Eidos Contemporary Jewelry
Like Europe’s finest jewelry designers: Niessing, Henrich-Denzel, Teno, Titan factory, Roland Humphrey and Canadian artist Karen Konzuk; Eidos Contemporary Jewelry is committed to the highest ethical jewelry practices. We sell Carl Dau and Steven Kretchmer tension rings, as well as our own jewelry by Gordon lawrie and Deborah. We now also sell Mondaine Swiss railway watches.
The jewelry we make uses recycled gold and ethically sourced stones. This is nothing new. We have been doing it for upward of 40 years.
Clean cut modern designs in platinum, stainless steel, titanium, palladium, rubber, white gold and yellow gold. These designers compliment our own design aesthetic and present to our customer a unique view and singular voice. This is a different gallery for individuals with a taste for the minimal. Our price go from the minimal to the moon! To view more images click on the image to go to the website.
Gordon Lawrie was trained at Sir John Cass College and the Royal College of Art in London: he obtained a MA in Metal arts from the University of Texas at El Paso and a MFA from New Mexico State University. His work has been widely exhibited in Europe and America and has been recently published in Metalsmith and Jewelry Moves.Among many awards are a scholarship from the Society of North American Goldsmiths for outstanding artistic ability and a first prize in the Diamonds Today Competition organized by De Beers.His work is in several important collections including the National Museum of Scotland and the Royal Mint.
Process is central to his work, which is fabricated and architectonic in form.
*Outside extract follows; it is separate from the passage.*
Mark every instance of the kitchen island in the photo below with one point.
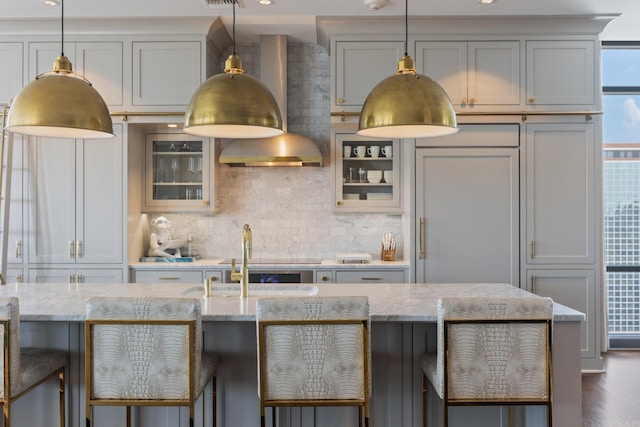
(403, 328)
The minimal lines of his work understate the complex interplay between its personal and universal references. He is very drawn to myth,history and symbolism,and many pieces have a conceptual element that references a personal experience. This narrative is not exclusive but draws on the universality of human feeling, engaging the viewer in a dialogue.
Deborah Alexander studied comparative religions at Victoria University in Wellington, New Zealand and jewelry making at West Dean College in Sussex, England.
She makes jewelry that expresses her interest in Indian, Hindu and Buddhist culture using silver and high karat gold . These pieces comment on and reference cultural belief systems which are beginning to be abandoned in that continent’s rush into modernity and western-ism. The multi-layered poetic world-view expressed in East Indian thought and ornamentation in everyday life fascinate her. She sensitively combines elaborate ornament with a moderistic simplicity of form holding these two apparent contradictions in balance.